Global Warming: the first Pacific Islands submerged

Judith Eisinger, translated by Darragh Hayes-Moriarty.
2 Mai 2015



The Carteret Islands, a group of small islands that are part of Papua New-Guinea, are disappearing under the ocean. Due to global warming, the sea level is rising constantly, and is submerging the low-lying islands. The inhabitants are forced to leave their homes to take refuge. What possibilities are there to prevent the loss of the islands?


The Mururoa Atoll-Photo Credit: NASA
The Mururoa Atoll-Photo Credit: NASA
The Carteret Islands are experiencing the effects of erosion, and almost nothing can withstand the forces of the sea. Only Han, the main island, resists as it is partially covered by trees. The other islands, which aren’t, are completely exposed to floods. In this way, the sea is taking back its rights piece by piece, level by level, on what is-or was-the atoll. Seeing that the highest point of these islands is one and a half metres over sea level, the threat is considerable. The rate of these floods was measured by the National Tidal Facility, an Australian research centre. The result: the level increases from 5.6 to 8.2mm per year. But what does this mean for the inhabitants of the Carteret Islands?

The first climate refugees

For them, the consequences of the changes are drastic and force them to abandon their country and settle elsewhere. To avoid this, they are trying to struggle to prevent submersion. The islanders build walls and plant mangroves, without success. The total evacuation began five years ago and the most negative scientists’ predictions say that the Carteret Islands will completely disappear under the water this summer. It is in this way that a few hundred people, with one of the lowest environmental footprints in the world, paradoxically are becoming the first climate refugees.

It is precisely the rising sea levels that have forced them to take refuge elsewhere. Where does this change come from? It is directly linked to global warming. But in addition to the melting of the continental glaciers, it is simple physical laws that are the cause of this development, more precisely called laws of thermal expansion. More exactly, because of the rising temperature of the oceans, the water molecules move about more and separate from one another: the volume of water increases, the sea level rises, and an entire people become stateless.

Tuvalu and the struggle against the sea level

East of the Carteret Islands, the struggle against submersion continues: the Polynesian archipelago of Tuvalu is organising a global campaign so that the precarious situation will not fade into obscurity. With Project 10,000, they aim to film an interview and shoot a photo with every one of the 10,000 habitants of their little nation. The results are displayed around the world: the project aims to advance the knowledge and understanding of the effects of global warming. At the same time, the organisers are taking measures in Tuvalu. They are repairing the water distribution system, destroyed by saltwater, and planting mangroves which counteract erosion.
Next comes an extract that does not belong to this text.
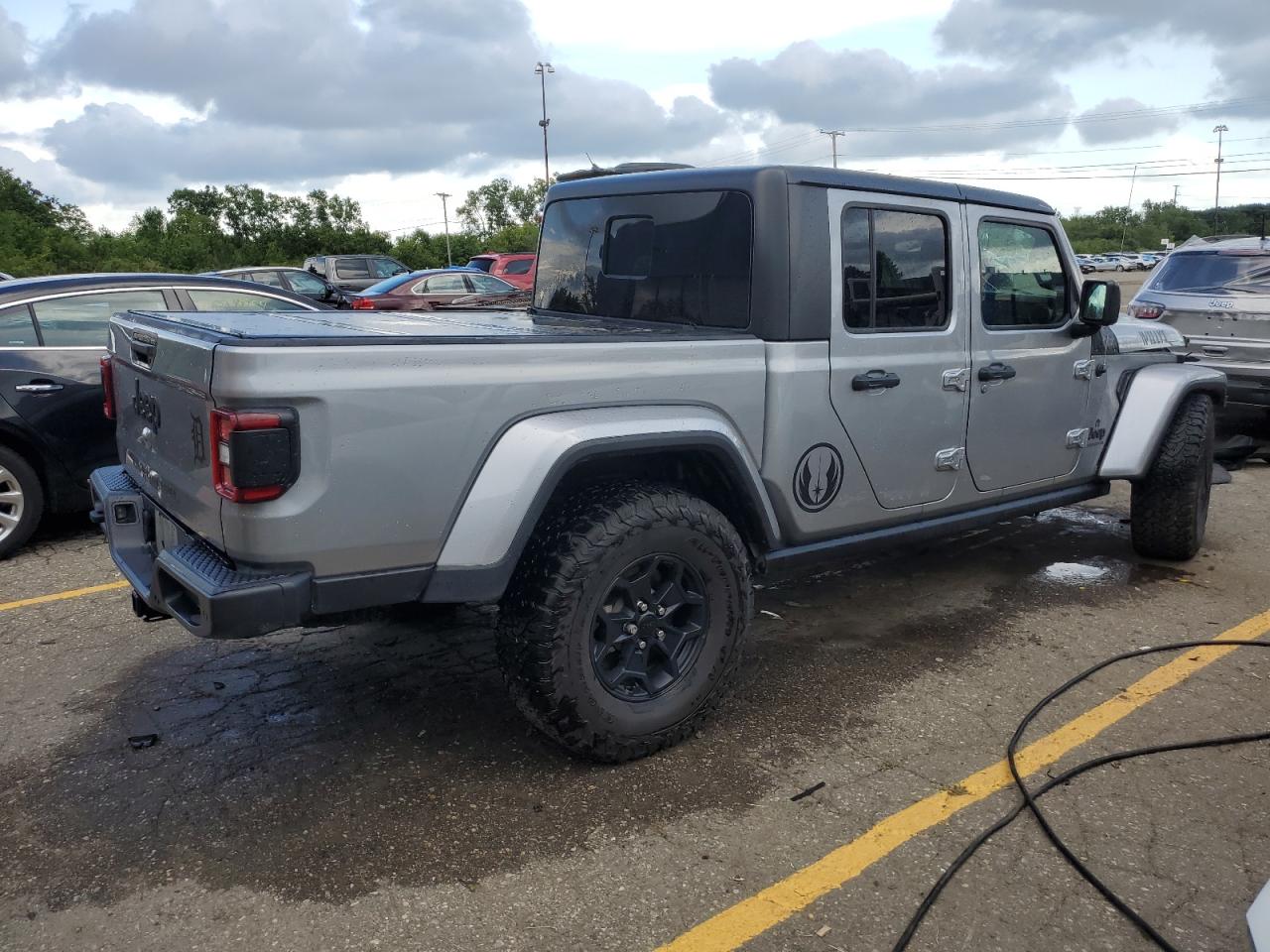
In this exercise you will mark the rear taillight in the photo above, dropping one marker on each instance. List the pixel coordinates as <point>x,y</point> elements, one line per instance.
<point>108,388</point>
<point>1146,309</point>
<point>255,453</point>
Getting international attention

Project 10,000 is not the only action being taken by the Pacific Islanders: in 2011, the subject was even brought up at the Oscars: The production Sun Comes Up almost won the Academy Award for best documentary. The film accompanies the Carteret Islands inhabitants on their voyage, searching for a new homeland.

Last year, at the United Nations Climate Summit, the young Marshallese writer Kathy Jetnil-Kijner called for action with a poem addressed to her daughter. She stimulated discussion on the islands for following generations. The author herself knows of the effects of floods. Only a few days after the summit, she wrote on her blog: “Last Friday, we received a high tide alert at five in the afternoon. What was no more than a simple high tide transformed in movements and giant waves that swallowed the docks, flooding and damaging the houses and streets.”

Even if all these stories of archipelagos in the Pacific seem far from our world, they are nearer than we may realize: every time we open a webpage of a tv channel with the domaine .tv, it is a page linked by the Tuvalu government to a television company. What will be made of this domain name when Tuvalu has disappeared under the ocean is a very complex legal question. Noataga, a fisherman from Tuvalu, made a very simple demand to us: “I like life on this island. It is my dream to spend my life here and to die here. Please, help me realise this dream.”